9/23/2013 at 7:39 PM
Wonderful! So glad you're getting into the beadboard; I love it. I think it will be a standout feature of your bathroom project (of course I can't wait to see all of the other fabulous things you're doing in there!).

Oh bad doggie (I chuckle). Many of the dogs and cats we've had over the years have been inordinately helpful and super-interested in home improvement projects. We're big softies and generally find their antics more amusing than annoying.
We have a list a mile long of things we're doing in this bathroom to make it stand out as one of the cool kids on the block, but the wainscoting has been something I've been excited about for some time, so I'm so happy we're liking it now.

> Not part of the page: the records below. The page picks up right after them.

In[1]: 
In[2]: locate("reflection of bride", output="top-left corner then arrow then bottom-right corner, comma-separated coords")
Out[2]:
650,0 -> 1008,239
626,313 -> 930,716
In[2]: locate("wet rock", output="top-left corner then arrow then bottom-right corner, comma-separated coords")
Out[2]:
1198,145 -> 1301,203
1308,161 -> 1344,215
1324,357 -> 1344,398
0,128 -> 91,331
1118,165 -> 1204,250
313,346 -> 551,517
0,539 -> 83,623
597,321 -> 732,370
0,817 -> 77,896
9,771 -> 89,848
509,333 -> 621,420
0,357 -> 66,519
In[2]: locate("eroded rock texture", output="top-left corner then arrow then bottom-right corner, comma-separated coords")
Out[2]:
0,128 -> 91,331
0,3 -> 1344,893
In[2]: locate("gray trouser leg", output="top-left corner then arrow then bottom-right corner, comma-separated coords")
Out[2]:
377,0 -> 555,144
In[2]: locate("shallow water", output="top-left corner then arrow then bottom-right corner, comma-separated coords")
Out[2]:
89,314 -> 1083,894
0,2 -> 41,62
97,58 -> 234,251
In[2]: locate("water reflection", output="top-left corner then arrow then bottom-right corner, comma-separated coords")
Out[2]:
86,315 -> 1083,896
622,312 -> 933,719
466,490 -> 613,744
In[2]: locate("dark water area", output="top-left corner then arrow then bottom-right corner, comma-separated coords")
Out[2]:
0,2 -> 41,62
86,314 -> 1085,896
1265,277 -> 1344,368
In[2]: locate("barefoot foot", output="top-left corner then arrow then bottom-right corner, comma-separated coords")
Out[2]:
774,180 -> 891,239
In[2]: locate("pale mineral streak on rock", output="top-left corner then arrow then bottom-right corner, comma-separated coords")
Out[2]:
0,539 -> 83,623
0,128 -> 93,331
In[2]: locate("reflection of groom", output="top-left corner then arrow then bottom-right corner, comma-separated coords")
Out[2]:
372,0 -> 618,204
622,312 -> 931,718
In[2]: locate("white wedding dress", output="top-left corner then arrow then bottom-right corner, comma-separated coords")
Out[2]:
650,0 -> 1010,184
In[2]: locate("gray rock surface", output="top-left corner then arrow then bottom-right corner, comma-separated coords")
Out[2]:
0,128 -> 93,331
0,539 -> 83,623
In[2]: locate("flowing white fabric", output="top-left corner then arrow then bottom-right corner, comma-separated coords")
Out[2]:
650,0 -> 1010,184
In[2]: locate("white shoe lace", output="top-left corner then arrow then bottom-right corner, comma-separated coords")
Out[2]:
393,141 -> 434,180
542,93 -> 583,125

We have to laugh at the number of times Lulu has somehow gotten our supplies (of any sort) on her. Mel's only done it once or twice, but it doesn't matter what I'm working with, if Lulu is nearby (not even in the same room), she has it on her. It's pretty hysterical.
9/23/2013 at 7:44 PM
Wow, now that they're primed, I totally love them, and I really don't find that the bead looks too big. It looks exactly like it should (compared with the sample line drawing). I think it will look awesome! :D
Isn't it amazing how light and color (even white) can have such an impact on your impression of something like this. Keep in mind, these 2D images can't even do the depth the shadows creates justice. It should turn out really nice.
9/23/2013 at 11:07 PM
Ha hah, yay! Glad you have been able to breathe again. I too am much more pleased with how it looks white than the raw wood state. I think you will be able to look back on this panicky moment in time with fond remembrance when you see your very nice finished beadboard up with no additional labor necessary to re-work it.
I guess instances like these make good memories or points of reference when something similar happens in the future. And had we re-worked it, well, there would have gone at least one more weekend.
9/24/2013 at 4:17 PM
Oh, bummer. I never commented but I fully expected Alex to break out the tools and add the needed details.
Sorry to disappoint, Will. :-) No tools coming out this time, but I'm sure we'll freak out over another project in the near future!
9/26/2013 at 6:44 AM
First of all, thanks for “kind, knowledgeable readers”. Secondly, I’d like to tell you that there is no need to doubt, as your idea is great. As far as I could see it from photos you have installed them correctly and prettily in one room, so they will look great anyway in your bathroom. You mentioned everything describing all steps you’ve followed but I just wonder how long the process was? Could you write exact time it took you? Sometime in future I’m about to do the same.